YOLOv10: Real-Time End-to-End Object Detection

2405.14458

Published 5/24/2024 by Ao Wang, Hui Chen, Lihao Liu, Kai Chen, Zijia Lin, Jungong Han, Guiguang Ding

🔎

Abstract

Over the past years, YOLOs have emerged as the predominant paradigm in the field of real-time object detection owing to their effective balance between computational cost and detection performance. Researchers have explored the architectural designs, optimization objectives, data augmentation strategies, and others for YOLOs, achieving notable progress. However, the reliance on the non-maximum suppression (NMS) for post-processing hampers the end-to-end deployment of YOLOs and adversely impacts the inference latency. Besides, the design of various components in YOLOs lacks the comprehensive and thorough inspection, resulting in noticeable computational redundancy and limiting the model's capability. It renders the suboptimal efficiency, along with considerable potential for performance improvements.
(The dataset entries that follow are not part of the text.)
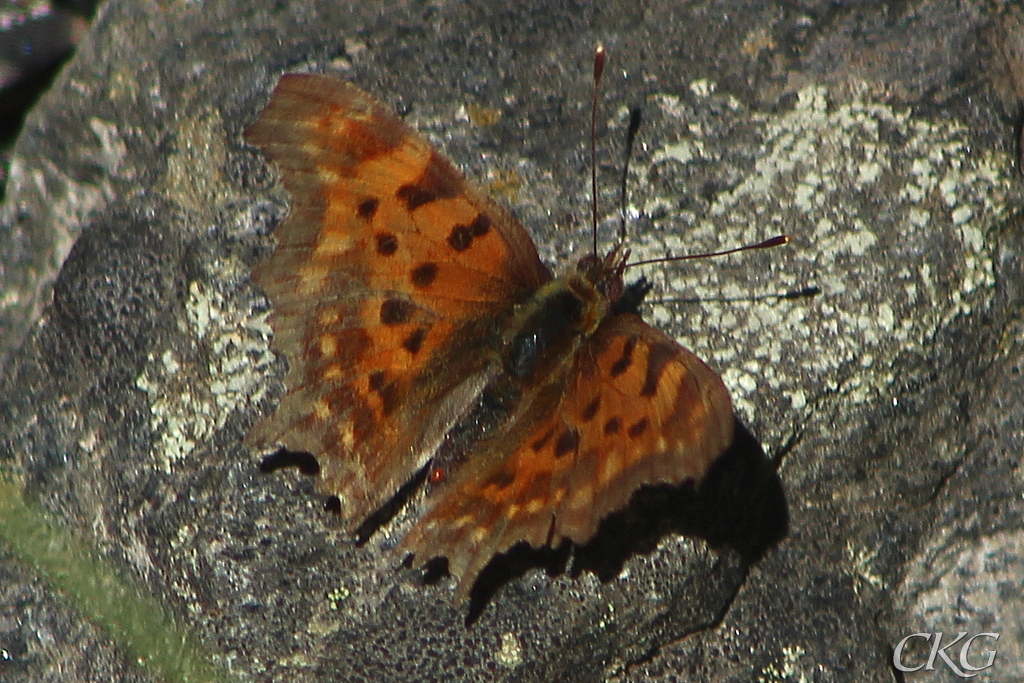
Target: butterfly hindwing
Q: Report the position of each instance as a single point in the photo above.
(638, 409)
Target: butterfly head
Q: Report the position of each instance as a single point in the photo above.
(605, 273)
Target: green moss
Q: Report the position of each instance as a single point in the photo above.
(134, 621)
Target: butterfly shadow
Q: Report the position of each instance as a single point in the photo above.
(739, 505)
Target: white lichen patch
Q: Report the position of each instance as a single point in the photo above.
(786, 669)
(889, 215)
(510, 652)
(193, 391)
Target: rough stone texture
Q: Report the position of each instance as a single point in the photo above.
(881, 136)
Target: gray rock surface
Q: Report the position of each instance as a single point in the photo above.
(134, 347)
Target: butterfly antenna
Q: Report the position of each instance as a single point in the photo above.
(631, 135)
(599, 56)
(776, 241)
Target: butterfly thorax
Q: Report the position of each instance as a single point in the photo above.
(548, 329)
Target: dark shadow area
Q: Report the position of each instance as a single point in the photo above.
(34, 47)
(739, 505)
(283, 459)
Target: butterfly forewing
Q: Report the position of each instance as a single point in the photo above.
(389, 270)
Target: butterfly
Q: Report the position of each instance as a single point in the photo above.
(424, 335)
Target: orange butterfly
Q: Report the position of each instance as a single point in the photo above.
(422, 328)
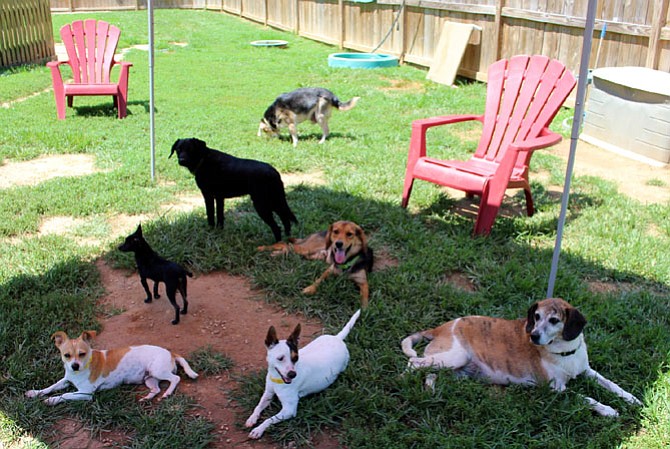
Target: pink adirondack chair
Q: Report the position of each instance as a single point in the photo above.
(523, 95)
(90, 47)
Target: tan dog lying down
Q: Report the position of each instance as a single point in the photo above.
(345, 248)
(547, 346)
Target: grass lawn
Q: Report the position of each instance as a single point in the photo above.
(216, 88)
In this work, we aim to further advance the performance-efficiency boundary of YOLOs from both the post-processing and model architecture. To this end, we first present the consistent dual assignments for NMS-free training of YOLOs, which brings competitive performance and low inference latency simultaneously. Moreover, we introduce the holistic efficiency-accuracy driven model design strategy for YOLOs. We comprehensively optimize various components of YOLOs from both efficiency and accuracy perspectives, which greatly reduces the computational overhead and enhances the capability. The outcome of our effort is a new generation of YOLO series for real-time end-to-end object detection, dubbed YOLOv10. Extensive experiments show that YOLOv10 achieves state-of-the-art performance and efficiency across various model scales. For example, our YOLOv10-S is 1.8$times$ faster than RT-DETR-R18 under the similar AP on COCO, meanwhile enjoying 2.8$times$ smaller number of parameters and FLOPs. Compared with YOLOv9-C, YOLOv10-B has 46% less latency and 25% fewer parameters for the same performance.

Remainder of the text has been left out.